Speaking on Turkey's recent 320 billion cubic meters (bcm) natural gas discovery in the Black Sea, Bayraktar said it will have a significant effect on the natural gas and energy markets, significantly affecting the Turkish economy. He reiterated that the area bears the potential for future discoveries.
"Turkey, from the very beginning, has been open in all aspects, from the use of drilling equipment, following international standards in tests to announcing the discovery. We will continue to do so from now on," he said.
On Aug. 21, President Recep Tayyip Erdoğan announced the discovery of 320 bcm of natural gas reserves at the Tuna-1 well in the Sakarya Gas Field, located around 170 kilometers offshore in the Black Sea. The discovery has proved the existence of sizable deposits deep under the seabed.

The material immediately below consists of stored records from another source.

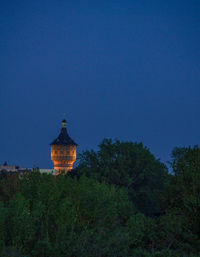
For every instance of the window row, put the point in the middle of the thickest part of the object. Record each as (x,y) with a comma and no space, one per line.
(62,152)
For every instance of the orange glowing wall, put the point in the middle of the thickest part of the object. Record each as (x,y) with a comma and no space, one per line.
(63,157)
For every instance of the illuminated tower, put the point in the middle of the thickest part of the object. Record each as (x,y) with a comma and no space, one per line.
(63,151)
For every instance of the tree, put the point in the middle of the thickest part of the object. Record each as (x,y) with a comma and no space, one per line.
(129,165)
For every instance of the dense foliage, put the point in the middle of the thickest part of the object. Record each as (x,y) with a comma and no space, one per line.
(120,201)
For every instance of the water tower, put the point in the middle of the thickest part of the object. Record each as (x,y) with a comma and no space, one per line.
(63,151)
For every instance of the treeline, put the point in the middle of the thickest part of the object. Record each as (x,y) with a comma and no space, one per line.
(120,201)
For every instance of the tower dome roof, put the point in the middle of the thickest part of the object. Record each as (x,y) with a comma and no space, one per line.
(63,138)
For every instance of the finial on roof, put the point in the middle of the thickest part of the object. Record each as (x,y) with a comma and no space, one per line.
(64,123)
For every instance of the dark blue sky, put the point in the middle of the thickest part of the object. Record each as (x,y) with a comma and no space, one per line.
(120,69)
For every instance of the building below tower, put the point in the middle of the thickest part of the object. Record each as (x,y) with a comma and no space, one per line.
(63,151)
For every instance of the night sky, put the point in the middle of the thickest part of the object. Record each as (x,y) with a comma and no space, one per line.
(118,69)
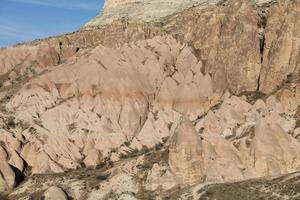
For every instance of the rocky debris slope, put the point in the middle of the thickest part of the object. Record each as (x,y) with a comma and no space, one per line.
(143,111)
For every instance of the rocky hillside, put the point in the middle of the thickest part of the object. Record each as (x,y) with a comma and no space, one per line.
(180,100)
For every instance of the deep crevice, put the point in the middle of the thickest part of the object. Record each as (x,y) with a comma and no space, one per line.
(261,24)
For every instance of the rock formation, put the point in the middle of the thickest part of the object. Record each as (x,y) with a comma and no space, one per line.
(154,100)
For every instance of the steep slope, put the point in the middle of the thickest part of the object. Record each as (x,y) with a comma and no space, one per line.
(209,94)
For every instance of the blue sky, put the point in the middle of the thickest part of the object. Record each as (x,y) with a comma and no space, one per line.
(26,20)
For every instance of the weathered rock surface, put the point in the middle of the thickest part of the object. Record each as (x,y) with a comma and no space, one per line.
(55,193)
(138,110)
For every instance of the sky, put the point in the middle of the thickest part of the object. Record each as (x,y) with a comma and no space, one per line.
(26,20)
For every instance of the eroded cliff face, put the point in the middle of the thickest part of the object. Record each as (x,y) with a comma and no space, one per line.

Bayraktar highlighted that the discovery, in the coming years, is set to contribute greatly to Turkey's supply security and natural gas portfolio.
He noted that challenging technical, economic and technological work is required to deliver this gas to consumers in 2023 and said that they "have started and are carrying out simultaneous studies."

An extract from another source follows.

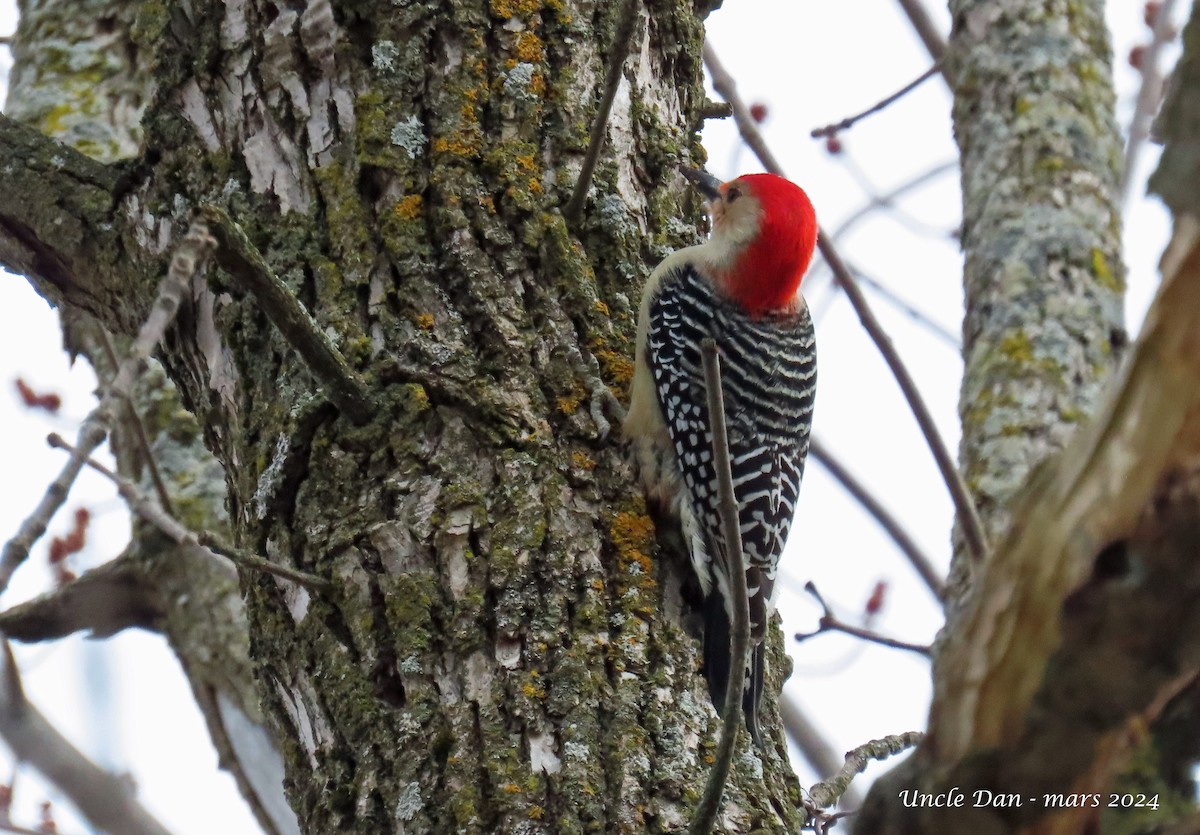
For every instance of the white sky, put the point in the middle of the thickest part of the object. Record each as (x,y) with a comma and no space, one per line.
(813,64)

'East Med activities per international law'
Bayraktar went on to say that Ankara has also been carrying out drilling and exploration activities in the Eastern Mediterranean in areas that fall under its continental shelf.
"All activities are carried out in the region in a legitimate way and per international law," he said, pointing out that the U.N. has recently certified the Turkey-Libya maritime delimitation agreement.
On Oct.1, U.N. Secretary-General Antonio Guterres certified the Turkey-Libya maritime jurisdiction deal that covers parts of the Eastern Mediterranean. Bayraktar added that the U.N. certification validates Turkey's legal, lawful businesses.
The pact with Libya's Government of National Accord (GNA) was signed Nov. 27, 2019, and passed by Turkey's parliament Dec. 5. It took effect Dec. 8 after the two countries published it in their respective official gazettes.
Ankara applied to the U.N. on Dec. 12 to register the pact. The memorandum setting marine jurisdictions rejects unilateral and illegal activities by other regional countries and international firms and aims to protect the rights of both countries.
The agreement also confirmed that Turkey and Libya are maritime neighbors. The delimitation starts from Turkey's southwestern coast of Fethiye-Marmaris-Kaş and extends to the Derna-Tobruk-Bordia coastline of Libya. It recognizes Turkey's rights in its exclusive economic zone (EEZ) extending into the southeast of the island of Crete, thwarting any illegal attempts to confine the country's EEZ in the Mediterranean.
Bayraktar also said that one of the most important problems in Turkey's energy economy and one of the main causes of the current account deficit is gas imports.
"To reduce this, we will continue our exploration activities with determination, whatever our possibilities are, with special attention to sea exploration," he noted.
He added that the works to make Turkey an energy hub continues and stressed that the country needs to continue liberalizing the gas markets like the electricity market.
This liberalization has not been as rapid as expected as the country was pushed towards "purchase or pay" businesses or long-term contracts, Bayraktar said.
Turkey's current contracts expire in 2021, he said, adding that "provides an important opportunity for different players to enter the natural gas market and strengthen our sector."
"Our expectations, efforts and negotiations are toward more flexible and competitive gas contracts that will support the Turkish industry, power sector and households, while strengthening the gas sector," he concluded.